Aller au contenu

Alerting

Alert Rules

17 rules across 6 categories, defined in both Prometheus (prometheus/alerts/) and Grafana Unified Alerting.

Node (Infrastructure)

Alert Condition Severity Rationale
HighCpuUsage > 80% for 5 min warning Sustained high CPU impacts all containers. 80% leaves headroom before saturation.
HighMemoryUsage > 85% for 5 min warning OOM kills start above 90%. 85% gives time to react.
DiskSpaceLow < 15% free for 5 min critical Below 15% risks database corruption (WAL writes fail).

Containers

Alert Condition Severity Rationale
ContainerRestarted New restart detected warning Catches crash loops and OOM kills early.
ContainerDown Aletheia web/celery absent > 2 min critical Core services — immediate attention required.
ContainerHighMemory > 90% of memory limit for 5 min warning Approaching OOM kill territory.

PostgreSQL

Alert Condition Severity Rationale
PostgresConnectionsHigh > 80% of max_connections for 5 min warning Connection exhaustion causes new requests to fail.
PostgresDown Exporter reports down critical Database outage — all apps affected.

Application

Alert Condition Severity Rationale
HealthCheckFailing Non-2xx for 2 min critical App is unreachable from outside.
NginxHigh5xxRate > 5% of requests are 5xx for 5 min warning Signals backend errors or overload.
CeleryQueueBacklog > 50 pending messages for 10 min warning Tasks piling up — worker may be stuck or down.
CeleryWorkerDown Worker offline > 2 min critical Background tasks stop processing entirely.
CeleryHighFailRate > 10% failure rate over 5 min warning Systematic task failures (bad data, external service down).

SSL

Alert Condition Severity Rationale
SslCertExpiringSoon Expires in < 14 days warning Certbot should auto-renew at 30 days.

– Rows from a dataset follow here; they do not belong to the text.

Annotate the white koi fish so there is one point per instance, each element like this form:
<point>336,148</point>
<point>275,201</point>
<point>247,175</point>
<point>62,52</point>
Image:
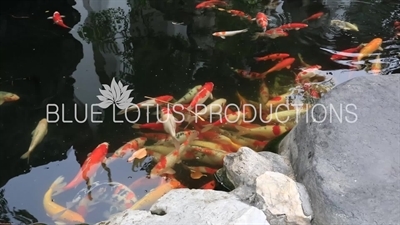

If it hasn't by 14 days, renewal is broken.

Helios

Alert Condition Severity Rationale
HeliosContainerDown No web container > 2 min critical Practice websites are down.
HeliosContainerRestarting > 2 restarts in 15 min warning Crash loop — investigate logs.
HeliosHealthCheckFailing Practice site probes failing > 5 min critical Specific practice site unreachable.
HeliosSSLExpiringSoon Practice domain SSL < 14 days to expiry warning Practice site will show browser warning.

Notification Routing

Alerts route through two channels:

Channel Type Details
Email (primary) SMTP via Brevo alerts@groupe-suffren.com
Teams (secondary) Webhook via Power Automate Posts to configured Teams channel

Timing:

  • Group wait: 30 seconds (batch initial alerts)
  • Group interval: 5 minutes (batch follow-up updates)
  • Repeat interval: 4 hours (re-send if still unresolved)

Blackbox Probes

External monitoring via HTTP health checks and SSL certificate probes:

Targets probed (30s interval for health, 15s for SSL):

  • Aletheia: prod, staging, dev
  • Helios practice sites: cabinet-dentaire-aubagne.fr, le-canet.chirurgiens-dentistes.fr, cabinet-bodin.fr, dr-david-simon.chirurgiens-dentistes.fr
  • Helios subdomains: prod/staging/dev variants on groupe-suffren.com
  • Monitoring: monitoring.groupe-suffren.com

Modifying Alert Rules

  1. Edit the relevant file in monitoring/prometheus/alerts/
  2. Run make deploy — this copies files and reloads Prometheus via /-/reload
  3. For Grafana-side rules: edit monitoring/grafana/provisioning/alerting/rules.yml
  4. Grafana auto-reloads alerting rules on file change

Keep rules in sync

Alert rules are duplicated in Prometheus (for evaluation) and Grafana (for UI display and routing). When modifying thresholds, update both files.